After repeating his sophomore year at the Hill School following two years at Berks Catholic (Pa.), Stankiewicz is watching all of his old Berks classmates now graduate and head off to college this fall while he’s got one more year at Hill.
Soon enough, he’ll be able to join them in the college ranks--once he and a few coaching staffs figure some things out. What level is still up for the grabs, but at least it’s in the not-too-distant future for Stankiewicz.
“It’s good to finally be a senior,” he said.
Ja'Zere Noel (above) has a silky smooth offensive game and can score from all three levels. (Photo: Josh Verlin)

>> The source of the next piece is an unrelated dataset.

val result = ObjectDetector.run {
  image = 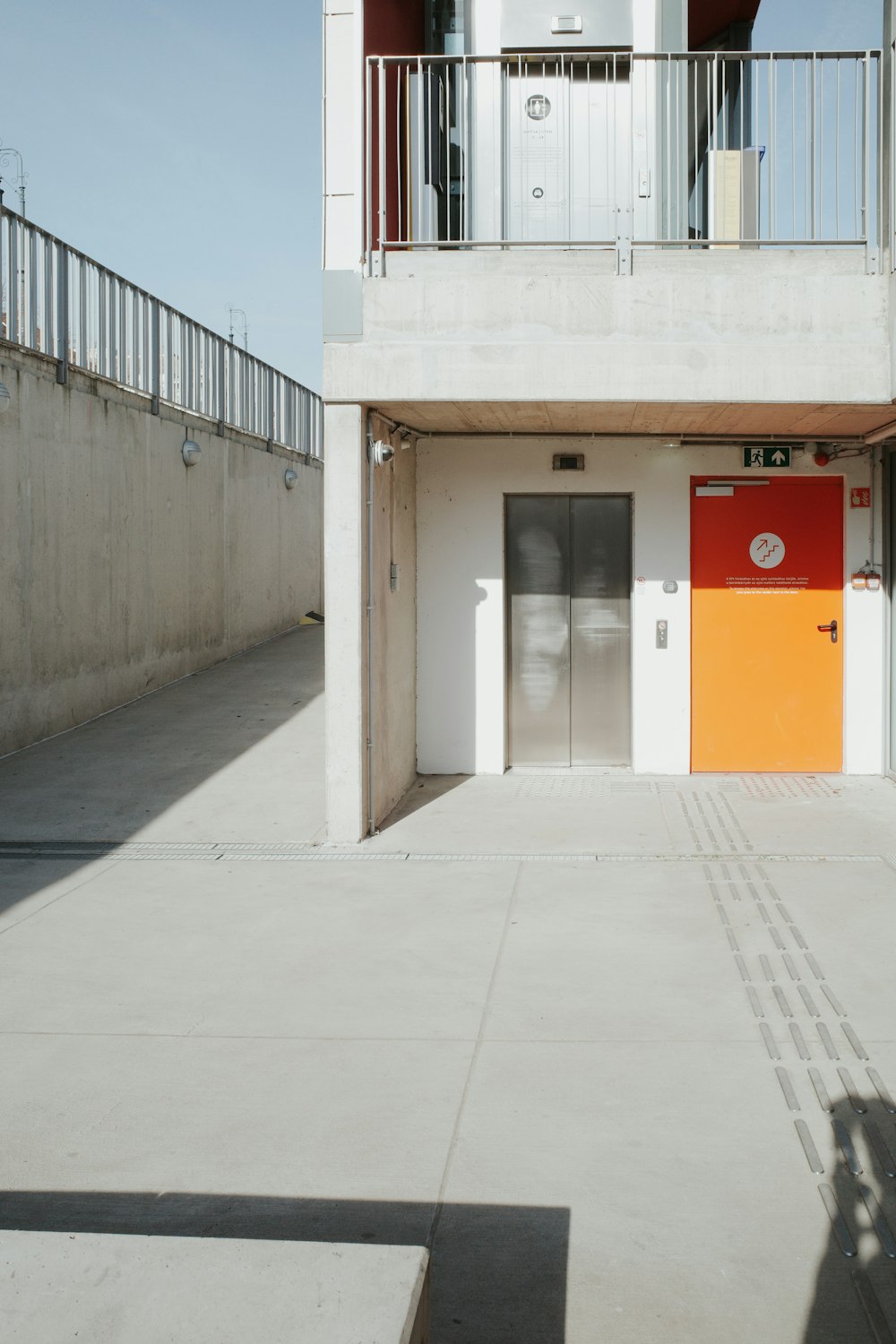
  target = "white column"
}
[323,406,366,844]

--Impressive day for the South Jersey Jazz 16Us, who took home the championship with a dominant pair of wins: 61-30 over Baltimore Supreme in the semifinals and then 61-37 over WeR1’s 15s in the final, though they got a solid battle from a worn-out group a year younger. The team coached by former NBA sharpshooter Tim Legler lived up to his reputation, dumping in a dozen 3-pointers in the final, including 11 in the first half alone.
Myles Cale (36 points in the two wins) showed why he led the Under Armour Association 16s in scoring this summer, but there’s a sleeper on the team in Woodbury (N.J.) 2017 SG Ja’Zere Noel. The 6-4 shooting guard has an easy ability to score the basketball; if he gets his motor running at a high level and really puts out his best effort on every possession, his ceiling could really expand.

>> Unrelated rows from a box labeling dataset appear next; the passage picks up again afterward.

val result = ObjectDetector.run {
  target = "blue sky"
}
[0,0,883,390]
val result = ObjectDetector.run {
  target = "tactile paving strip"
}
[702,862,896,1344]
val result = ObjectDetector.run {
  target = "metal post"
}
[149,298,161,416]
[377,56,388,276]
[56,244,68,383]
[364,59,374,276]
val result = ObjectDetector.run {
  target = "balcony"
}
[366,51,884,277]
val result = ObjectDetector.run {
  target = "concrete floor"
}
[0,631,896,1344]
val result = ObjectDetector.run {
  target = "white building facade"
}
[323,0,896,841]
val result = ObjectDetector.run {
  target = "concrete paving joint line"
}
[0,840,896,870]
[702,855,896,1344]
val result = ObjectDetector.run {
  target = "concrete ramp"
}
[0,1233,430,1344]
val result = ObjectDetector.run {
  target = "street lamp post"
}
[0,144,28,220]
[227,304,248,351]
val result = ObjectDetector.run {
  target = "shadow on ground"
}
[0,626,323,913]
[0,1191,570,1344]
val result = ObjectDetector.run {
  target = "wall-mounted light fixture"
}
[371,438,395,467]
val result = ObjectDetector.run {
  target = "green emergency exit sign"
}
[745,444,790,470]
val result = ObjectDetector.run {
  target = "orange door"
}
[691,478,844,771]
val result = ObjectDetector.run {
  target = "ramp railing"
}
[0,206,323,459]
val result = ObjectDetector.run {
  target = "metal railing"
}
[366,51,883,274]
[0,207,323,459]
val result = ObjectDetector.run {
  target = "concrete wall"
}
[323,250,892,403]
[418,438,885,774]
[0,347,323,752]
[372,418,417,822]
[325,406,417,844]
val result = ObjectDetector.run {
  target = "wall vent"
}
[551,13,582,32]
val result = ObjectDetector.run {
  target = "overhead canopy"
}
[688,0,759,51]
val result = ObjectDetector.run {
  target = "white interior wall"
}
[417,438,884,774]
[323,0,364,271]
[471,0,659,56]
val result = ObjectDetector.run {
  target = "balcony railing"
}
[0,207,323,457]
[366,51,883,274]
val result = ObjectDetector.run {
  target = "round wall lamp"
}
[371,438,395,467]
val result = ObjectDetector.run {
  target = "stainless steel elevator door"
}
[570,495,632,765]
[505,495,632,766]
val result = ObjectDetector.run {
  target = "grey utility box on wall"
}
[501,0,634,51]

--Strong effort in the 17U championship by D.C. Blue Devils forward Ameka Akaya (2016/F/St. Maria Goretti, Md.), who had 11 points and probably as many rebounds in a dominant 64-44 win over Vanier Prep. A solid-bodied 6-5 forward, Akaya makes up for what he lacks in size with a never-ending motor, jumping after loose balls and doing a good job on second-and-third efforts on the glass.

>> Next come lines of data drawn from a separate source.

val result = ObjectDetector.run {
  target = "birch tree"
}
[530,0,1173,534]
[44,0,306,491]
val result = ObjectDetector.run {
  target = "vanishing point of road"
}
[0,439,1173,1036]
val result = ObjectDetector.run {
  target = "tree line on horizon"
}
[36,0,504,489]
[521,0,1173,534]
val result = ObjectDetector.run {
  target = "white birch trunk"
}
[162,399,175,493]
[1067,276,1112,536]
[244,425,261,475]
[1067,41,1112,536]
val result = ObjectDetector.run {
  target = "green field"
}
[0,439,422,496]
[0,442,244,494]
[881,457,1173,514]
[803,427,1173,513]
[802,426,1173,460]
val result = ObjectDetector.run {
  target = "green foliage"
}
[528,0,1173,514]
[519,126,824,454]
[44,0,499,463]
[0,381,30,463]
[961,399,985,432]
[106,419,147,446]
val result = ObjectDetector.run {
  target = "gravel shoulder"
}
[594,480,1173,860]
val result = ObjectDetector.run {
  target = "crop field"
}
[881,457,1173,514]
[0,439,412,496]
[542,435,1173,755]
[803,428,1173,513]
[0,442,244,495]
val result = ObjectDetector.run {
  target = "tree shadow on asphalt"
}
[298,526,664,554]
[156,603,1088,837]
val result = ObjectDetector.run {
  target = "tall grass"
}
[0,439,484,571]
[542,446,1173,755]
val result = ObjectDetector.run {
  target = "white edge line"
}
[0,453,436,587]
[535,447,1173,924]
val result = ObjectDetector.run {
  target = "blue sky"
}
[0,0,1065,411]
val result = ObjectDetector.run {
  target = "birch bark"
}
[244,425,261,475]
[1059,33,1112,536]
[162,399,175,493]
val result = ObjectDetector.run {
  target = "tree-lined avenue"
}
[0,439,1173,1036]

Akaya said that Central Connecticut, St. Francis (Pa.), St. Francis (N.Y.) and Navy have all offered; DePaul’s old staff also had offered him this spring, but he hasn’t heard from new head coach Dave Leitao and staff. He said he’s planning on visiting all the schools that have offered him this fall, but wasn’t sure yet which would be getting official visits; Northeastern and Wofford have also shown interest.